Le geste de Jésus, les bras en croix, est à la
fois un
appel et la
préfiguration de la crucifixion. Malgré le
caractère douloureux de cette
évocation, les traits du rédempteur sont
paisibles,
sereins. Ce souci de la
concordance avec l’environnement architectural et
l’originalité de la mise en
œuvre, sont deux marques essentielles de la conception de l’Art
sacré d’Albert et de Jean-Jacques.
Photo:
F. Walgenwitz
Vierge présentant et offrant au monde
l’Enfant Jésus
Eglise
de Burnhaupt-le-Haut
Ensemble, ils réalisent plusieurs
Chemins de Croix, entreprises ô combien
considérables qui, à travers les
siècles et les contrées du monde
chrétien se sont manifestées sous des aspects
bien différents, notamment marquées par la
dramatisation.
Dans sa réalisation de Grussenheim et
celle, commune aux deux sculpteurs, de Cossonay, près de
Lausanne, Albert Erny
fait en sorte que son Chemin de Croix ne soit pas la copie et
l’imitation de
mille autres. La représentation du Christ
n’étant pas un portrait, «mais
une vision de notre humanité idéale
révélée par sa Parole, une image
structurante qui nous modèle»
(Dostoïevski). La Passion étant une
remémoration qui ne saurait être une
répétition, ni une reproduction, chaque
station doit être, à la fois un objet
esthétique et un objet habité,
subjectivé.
Albert a mis l’accent sur
l’acceptation du Christ devant le sacrifice que lui a
infligé la misère de
l’homme. «Les attitudes
de la figure du
Christ dans toutes les stations du calvaire sont celles du Fils de Dieu
qui
humblement accepte la condamnation, la croix, les chutes, les actes de
charité
de ceux qui croisent la voie douloureuse.» (Article
de presse) La souffrance n’est pas
glorifiée et
divinisée mais plutôt l’Amour qui la
porte et la transforme. «Ma vie, on
ne me la prend pas.
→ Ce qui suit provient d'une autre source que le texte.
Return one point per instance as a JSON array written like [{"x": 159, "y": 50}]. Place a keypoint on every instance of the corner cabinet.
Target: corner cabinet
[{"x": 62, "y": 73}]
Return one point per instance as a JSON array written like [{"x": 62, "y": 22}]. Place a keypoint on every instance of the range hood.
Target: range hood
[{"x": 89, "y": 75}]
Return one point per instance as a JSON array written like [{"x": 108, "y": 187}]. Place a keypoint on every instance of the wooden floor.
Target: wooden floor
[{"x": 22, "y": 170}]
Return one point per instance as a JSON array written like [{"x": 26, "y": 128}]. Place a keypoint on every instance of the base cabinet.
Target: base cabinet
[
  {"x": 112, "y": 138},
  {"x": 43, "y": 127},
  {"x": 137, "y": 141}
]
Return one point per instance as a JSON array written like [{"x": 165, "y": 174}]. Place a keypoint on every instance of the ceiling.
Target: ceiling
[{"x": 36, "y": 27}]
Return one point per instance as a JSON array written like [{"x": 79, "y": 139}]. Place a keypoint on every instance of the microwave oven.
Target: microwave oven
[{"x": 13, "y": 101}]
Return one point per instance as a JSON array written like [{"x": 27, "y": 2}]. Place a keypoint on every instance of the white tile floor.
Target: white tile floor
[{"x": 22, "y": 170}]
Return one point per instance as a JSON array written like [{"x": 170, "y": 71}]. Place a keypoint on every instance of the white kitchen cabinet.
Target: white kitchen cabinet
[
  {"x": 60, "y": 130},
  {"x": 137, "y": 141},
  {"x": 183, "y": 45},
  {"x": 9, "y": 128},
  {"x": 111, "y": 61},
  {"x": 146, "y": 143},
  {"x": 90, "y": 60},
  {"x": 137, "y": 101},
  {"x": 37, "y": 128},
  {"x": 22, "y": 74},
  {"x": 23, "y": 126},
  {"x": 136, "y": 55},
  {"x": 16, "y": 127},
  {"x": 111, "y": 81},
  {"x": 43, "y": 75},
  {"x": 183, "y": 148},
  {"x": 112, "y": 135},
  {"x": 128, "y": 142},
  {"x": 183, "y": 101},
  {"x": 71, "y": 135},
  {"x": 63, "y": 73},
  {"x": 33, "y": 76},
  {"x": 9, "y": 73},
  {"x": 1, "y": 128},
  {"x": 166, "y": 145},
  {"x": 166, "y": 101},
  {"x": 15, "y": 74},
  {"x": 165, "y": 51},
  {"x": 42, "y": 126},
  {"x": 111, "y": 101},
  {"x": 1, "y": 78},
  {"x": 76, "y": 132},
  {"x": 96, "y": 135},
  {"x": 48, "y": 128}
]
C’est moi
qui la donne» dit Jésus
Le contemplateur, par
l’évidente
identification des protagonistes, est mis en osmose avec le sujet
représenté
afin que celui-ci soit
perceptible, sans
détails inutiles sans fastidieux discours
d’accompagnement, On regarde ces
figures sculptées, mais ce sont elles qui nous regardent.
Plus que des
messages, ce sont des messagers.
Attardons-nous enfin aux XIVème et
XVème stations. Elles sortent
délibérément de la tradition. La mise
au tombeau
est symbolisée par la descente du Christ aux limbes, un
croissant presque fermé
où Adam et Eve attendent la rédemption. La
XVème, qu’Albert et Jean-Jacques
considèrent, à raison, indispensable, montre le
même décor; mais les cornes du
croissant sont écartées. Adam et Eve se sont
réveillés de leur torpeur et le
Christ les enlève vers son Royaume. Message
d’espoir. L’Humanité est
rachetée!...
Photo:
J-J Erny
XIVème Station
Photo:
J-J Erny
XVème Station
Albert Erny participe à de nombreuses
expositions régionales et locales dans le cadre
d’Associations comme les «Amis
des Arts» ou le «Cercle des Arts».
Constitué du «gratin» du monde culturel
colmarien des années 50-60, le Cercle des Arts permet de
mettre en lumière la
richesse de la vie artistique locale. Les sculpteurs Albert Erny et
Joseph Saur,
un ancien de l’atelier Klem, figurent parmi les artistes qui
ont marqué leur
époque.
Photo:
J-J Erny
Piéta inachevée
Jean-Jacques Erny
Photo:
J.-J. Erny
Jean-Jacques Erny, à l’oeuvre
Pour Jean-Jacques Erny, né le 25
août
1932, fils et petit-fils de sculpteur, la voie était toute
tracée, la tradition
établie, un talent artistique allant de pair avec une
vocation authentique.
Parallèlement au cursus scolaire en
vigueur, il suit des cours auprès de Paul Schwartz-Saile,
artiste-peintre,
ancien élève de l’Ecole des Beaux-Arts
qui lui enseigne les bases du dessin. De
1951 à 1955, il fréquente la
vénérable et prestigieuse Ecole Boulle,
fondée en
1886 et qui demeure, aujourd’hui, une des plus grandes
écoles d’art et de
design d’Europe. Il y bénéficie de la
formation dispensée par d’excellents
maîtres, tant en dessin, en modelage, en histoire de
l’art, qu’en pratique de
l’ébénisterie. Il profite bien
évidemment des immenses richesses des musées
parisiens et goûte sans modération à la
vie culturelle de la capitale,
particulièrement dynamique à cette
époque.
Mais, c’est à Colmar, aux
côtés de son
père qu’il se forme aux subtilités de
la sculpture et aux arcanes de
l’artisanat d’art.
En 1962, il épouse Marcelle Forrer.
Ils eurent la joie d’accueillir cinq filles.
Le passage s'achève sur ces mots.